O secretário destacou que o problema central do projeto permanece: o texto continua alterando regras de competência de forma a limitar a ação federal em crimes complexos. “O relator mexeu na forma, mas não no conteúdo. O resultado é o mesmo: a PF perde espaço e o crime organizado ganha terreno”, disse. “Não se trata de um debate técnico, mas de uma tentativa de restringir uma instituição que tem sido decisiva nas maiores investigações do país.”
Marivaldo reforçou que o Ministério da Justiça considera o projeto um risco institucional. “O texto mantém o mesmo espírito do anterior, que é o de reduzir a capacidade investigativa da União e transferir responsabilidades para as polícias estaduais, muitas vezes sem estrutura e sob influência política local”, afirmou. “Isso abre brecha para a paralisia das operações e enfraquece o Estado no enfrentamento às facções.”
O secretário lembrou ainda que a Polícia Federal é responsável por investigações que envolvem tráfico internacional de drogas, lavagem de dinheiro e contrabando de armas — crimes que exigem integração com outros países e operações conjuntas com a Interpol. “Como a PF vai avisar uma autoridade estadual antes de agir em um caso que envolve fronteira, cooperação internacional ou atuação simultânea em mais de um estado? É inviável operacionalmente. É uma proposta que ignora a realidade do crime e do trabalho policial”, criticou.

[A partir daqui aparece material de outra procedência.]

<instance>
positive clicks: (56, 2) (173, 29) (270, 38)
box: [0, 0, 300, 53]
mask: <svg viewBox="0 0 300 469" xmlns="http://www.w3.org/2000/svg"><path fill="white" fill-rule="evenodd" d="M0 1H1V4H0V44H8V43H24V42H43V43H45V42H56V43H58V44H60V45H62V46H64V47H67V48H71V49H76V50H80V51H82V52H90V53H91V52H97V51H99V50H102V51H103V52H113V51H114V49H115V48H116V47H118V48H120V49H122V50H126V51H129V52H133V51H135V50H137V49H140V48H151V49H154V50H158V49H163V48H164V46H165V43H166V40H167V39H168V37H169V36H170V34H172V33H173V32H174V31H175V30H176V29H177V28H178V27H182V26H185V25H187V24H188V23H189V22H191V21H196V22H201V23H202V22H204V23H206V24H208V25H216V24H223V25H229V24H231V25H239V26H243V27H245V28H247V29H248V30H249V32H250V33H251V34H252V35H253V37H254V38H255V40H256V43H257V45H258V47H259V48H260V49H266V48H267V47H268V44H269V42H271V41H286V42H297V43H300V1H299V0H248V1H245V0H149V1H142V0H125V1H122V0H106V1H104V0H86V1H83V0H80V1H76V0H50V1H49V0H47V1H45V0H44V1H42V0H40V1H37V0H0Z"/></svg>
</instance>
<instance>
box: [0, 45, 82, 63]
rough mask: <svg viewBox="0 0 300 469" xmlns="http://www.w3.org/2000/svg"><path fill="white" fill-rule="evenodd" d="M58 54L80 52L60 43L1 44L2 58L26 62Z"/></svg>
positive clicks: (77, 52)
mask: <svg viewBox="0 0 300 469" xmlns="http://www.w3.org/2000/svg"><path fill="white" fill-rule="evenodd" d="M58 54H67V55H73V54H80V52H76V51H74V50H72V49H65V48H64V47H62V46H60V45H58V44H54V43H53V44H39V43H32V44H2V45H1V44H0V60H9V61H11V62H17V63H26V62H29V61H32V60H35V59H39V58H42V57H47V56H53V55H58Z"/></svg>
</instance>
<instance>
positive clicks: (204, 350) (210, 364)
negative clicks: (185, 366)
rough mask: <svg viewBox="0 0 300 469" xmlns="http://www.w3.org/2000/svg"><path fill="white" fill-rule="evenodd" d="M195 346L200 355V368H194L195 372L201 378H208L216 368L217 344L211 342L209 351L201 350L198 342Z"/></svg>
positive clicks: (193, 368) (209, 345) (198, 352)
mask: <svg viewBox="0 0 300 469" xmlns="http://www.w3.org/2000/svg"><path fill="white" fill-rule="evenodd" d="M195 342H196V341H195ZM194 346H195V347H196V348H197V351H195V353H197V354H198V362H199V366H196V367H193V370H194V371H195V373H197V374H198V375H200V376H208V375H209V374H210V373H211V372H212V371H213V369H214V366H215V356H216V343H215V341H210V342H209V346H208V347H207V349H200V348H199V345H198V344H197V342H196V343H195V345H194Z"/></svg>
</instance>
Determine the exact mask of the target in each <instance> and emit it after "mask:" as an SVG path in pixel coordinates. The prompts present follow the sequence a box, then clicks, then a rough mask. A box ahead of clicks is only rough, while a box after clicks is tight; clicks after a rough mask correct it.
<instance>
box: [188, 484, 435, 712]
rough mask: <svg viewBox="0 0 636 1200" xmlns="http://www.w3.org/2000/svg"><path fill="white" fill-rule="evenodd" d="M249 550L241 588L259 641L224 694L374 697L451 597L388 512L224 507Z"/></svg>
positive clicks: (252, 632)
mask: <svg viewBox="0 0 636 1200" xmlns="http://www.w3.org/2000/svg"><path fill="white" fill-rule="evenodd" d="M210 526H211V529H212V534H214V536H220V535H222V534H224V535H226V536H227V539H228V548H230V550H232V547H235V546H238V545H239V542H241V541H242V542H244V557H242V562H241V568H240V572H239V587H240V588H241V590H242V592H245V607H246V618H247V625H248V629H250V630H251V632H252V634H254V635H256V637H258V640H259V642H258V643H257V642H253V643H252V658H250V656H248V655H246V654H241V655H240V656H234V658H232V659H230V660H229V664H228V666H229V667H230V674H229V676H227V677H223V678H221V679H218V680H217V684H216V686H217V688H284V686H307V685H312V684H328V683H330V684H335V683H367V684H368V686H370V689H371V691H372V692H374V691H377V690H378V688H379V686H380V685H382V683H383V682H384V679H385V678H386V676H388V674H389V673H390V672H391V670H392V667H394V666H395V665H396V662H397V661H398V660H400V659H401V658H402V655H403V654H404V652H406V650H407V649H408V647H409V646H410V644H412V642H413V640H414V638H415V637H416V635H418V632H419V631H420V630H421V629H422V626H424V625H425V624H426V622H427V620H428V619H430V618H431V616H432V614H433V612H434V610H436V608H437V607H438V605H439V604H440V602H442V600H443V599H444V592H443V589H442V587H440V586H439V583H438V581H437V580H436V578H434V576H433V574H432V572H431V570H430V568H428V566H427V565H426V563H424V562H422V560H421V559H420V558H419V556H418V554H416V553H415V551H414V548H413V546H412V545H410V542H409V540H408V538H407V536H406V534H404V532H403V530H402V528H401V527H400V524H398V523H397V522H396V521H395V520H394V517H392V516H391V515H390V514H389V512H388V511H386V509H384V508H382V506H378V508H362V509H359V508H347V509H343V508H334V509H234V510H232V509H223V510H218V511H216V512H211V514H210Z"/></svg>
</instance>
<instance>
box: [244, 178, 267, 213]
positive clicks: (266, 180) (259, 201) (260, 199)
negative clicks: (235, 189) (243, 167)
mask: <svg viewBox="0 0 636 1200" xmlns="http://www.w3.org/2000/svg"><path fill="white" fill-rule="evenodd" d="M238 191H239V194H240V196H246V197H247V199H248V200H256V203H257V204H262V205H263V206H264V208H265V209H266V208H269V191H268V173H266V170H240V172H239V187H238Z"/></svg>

Mesmo com as mudanças no texto, Marivaldo manteve o tom crítico sobre a forma como a proposta vem sendo conduzida no Congresso. “Ele tentou disfarçar o problema, mas o vício continua. A estrutura do texto é confusa, cria mecanismos complexos e mantém as inconstitucionalidades que já havíamos apontado”, afirmou. “Do ponto de vista jurídico, continua sendo um projeto frágil. Do ponto de vista político, é uma tentativa de capturar uma pauta sensível ao governo.”
O secretário afirmou ainda que o governo federal vai seguir defendendo uma discussão técnica e transparente antes de qualquer votação. “Não é hora de improvisos nem de legislar sob pressão. O combate ao crime exige seriedade, base jurídica sólida e compromisso institucional. O texto do deputado Derrite, mesmo revisado, continua indo na direção oposta disso”, disse. “Enquanto não corrigirem a essência do problema, o PL Antifacção seguirá representando um risco real ao sistema de segurança pública.”
Ao concluir, Marivaldo fez um alerta mais amplo sobre o contexto político e as motivações por trás do projeto. “É algo que a população deve se perguntar. Pela primeira vez na história, a Polícia Federal consegue fazer o link entre o centro organizado e o centro financeiro mais importante do país, e de repente um secretário de Segurança Pública se licencia para reassumir o mandato e relatar um projeto onde ele inclui uma redação que busca subordinar e criar entraves para a atuação da Polícia Federal”, afirmou. “Isso é extremamente grave e a população deve buscar quais são as verdadeiras razões por trás desse texto.”